Это было что-то совершенно новое и еще неслыханное мною. Чем дальше, тем Абрамчук играл все с большим упоением. Нежная, как трели соловья, мелодия то тихо струилась в чаще густых дерев, то вдруг с шумом рвалась ввысь, к небу, на простор, из-под кудрявой шапки лип и дубов.
Я слушал и не спускал глаз с этой группы жалких «маленьких людей», которые не знают, чем и как будут жить завтра. Катена теперь сидела, опустив усталую голову на руку, упиравшуюся на колено, а другой гладила по головке девочку, лежавшую около нее на траве.

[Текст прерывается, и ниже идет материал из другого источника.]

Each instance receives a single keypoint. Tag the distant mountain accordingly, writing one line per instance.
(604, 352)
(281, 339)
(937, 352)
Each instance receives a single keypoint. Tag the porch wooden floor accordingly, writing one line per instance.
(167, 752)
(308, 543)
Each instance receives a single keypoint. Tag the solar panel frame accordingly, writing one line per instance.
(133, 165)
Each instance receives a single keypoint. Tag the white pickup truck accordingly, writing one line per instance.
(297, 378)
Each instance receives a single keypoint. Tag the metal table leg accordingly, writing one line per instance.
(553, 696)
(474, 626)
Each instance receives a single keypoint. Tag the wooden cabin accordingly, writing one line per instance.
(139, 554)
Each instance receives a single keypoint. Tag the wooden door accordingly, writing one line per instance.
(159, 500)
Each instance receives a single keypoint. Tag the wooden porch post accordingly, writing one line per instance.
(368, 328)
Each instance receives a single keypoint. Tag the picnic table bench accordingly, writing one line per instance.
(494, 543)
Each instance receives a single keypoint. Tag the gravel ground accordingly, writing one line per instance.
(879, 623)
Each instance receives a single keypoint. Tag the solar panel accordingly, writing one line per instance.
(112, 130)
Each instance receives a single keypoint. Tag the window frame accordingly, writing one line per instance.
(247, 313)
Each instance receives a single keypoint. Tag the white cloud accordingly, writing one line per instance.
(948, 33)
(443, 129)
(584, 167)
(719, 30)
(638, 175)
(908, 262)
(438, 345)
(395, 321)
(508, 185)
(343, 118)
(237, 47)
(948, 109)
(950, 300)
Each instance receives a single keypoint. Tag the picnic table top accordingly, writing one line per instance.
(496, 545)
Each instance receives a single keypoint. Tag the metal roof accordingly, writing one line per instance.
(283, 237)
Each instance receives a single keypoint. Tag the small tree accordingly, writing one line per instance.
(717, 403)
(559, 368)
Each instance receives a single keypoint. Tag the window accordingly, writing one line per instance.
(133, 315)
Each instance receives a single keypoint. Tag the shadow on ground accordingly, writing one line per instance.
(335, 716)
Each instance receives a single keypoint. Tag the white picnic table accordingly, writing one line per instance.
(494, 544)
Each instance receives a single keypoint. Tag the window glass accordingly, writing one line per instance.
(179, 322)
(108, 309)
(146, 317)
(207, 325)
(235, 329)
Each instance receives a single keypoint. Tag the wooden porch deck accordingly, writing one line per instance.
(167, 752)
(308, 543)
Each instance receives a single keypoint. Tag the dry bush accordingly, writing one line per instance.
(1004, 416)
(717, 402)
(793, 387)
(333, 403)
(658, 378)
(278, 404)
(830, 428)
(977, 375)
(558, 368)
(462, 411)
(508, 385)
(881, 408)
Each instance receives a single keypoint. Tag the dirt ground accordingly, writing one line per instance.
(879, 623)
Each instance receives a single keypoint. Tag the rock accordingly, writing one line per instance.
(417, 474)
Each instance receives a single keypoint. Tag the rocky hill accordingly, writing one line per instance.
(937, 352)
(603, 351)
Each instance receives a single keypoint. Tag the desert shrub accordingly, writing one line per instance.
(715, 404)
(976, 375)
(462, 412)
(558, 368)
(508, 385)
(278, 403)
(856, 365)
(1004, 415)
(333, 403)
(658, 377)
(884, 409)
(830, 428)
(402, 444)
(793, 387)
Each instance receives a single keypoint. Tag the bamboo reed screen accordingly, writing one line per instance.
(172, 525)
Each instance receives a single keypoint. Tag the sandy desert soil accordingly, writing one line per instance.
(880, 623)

Абрамчук играл, отойдя несколько в сторону, в глубь деревьев, как это он делал обыкновенно прежде. Быть может, ему именно хотелось вызвать воспоминание о чудном просторе поволжских берегов, на которых он вырос и научился играть, которые одухотворяли его игру чистой возвышенной поэзией. И мне самому чудилось, что это была действительно своеобразная мелодия, создать которую и наполнить ее своеобразным смыслом могли только они, эти несчастные «маленькие люди».
Да, это был именно их гимн, их мольбы тому богу милосердному, всепрощающему, любвеобильному, о котором когда-то с такой верой говорил Сидорыч.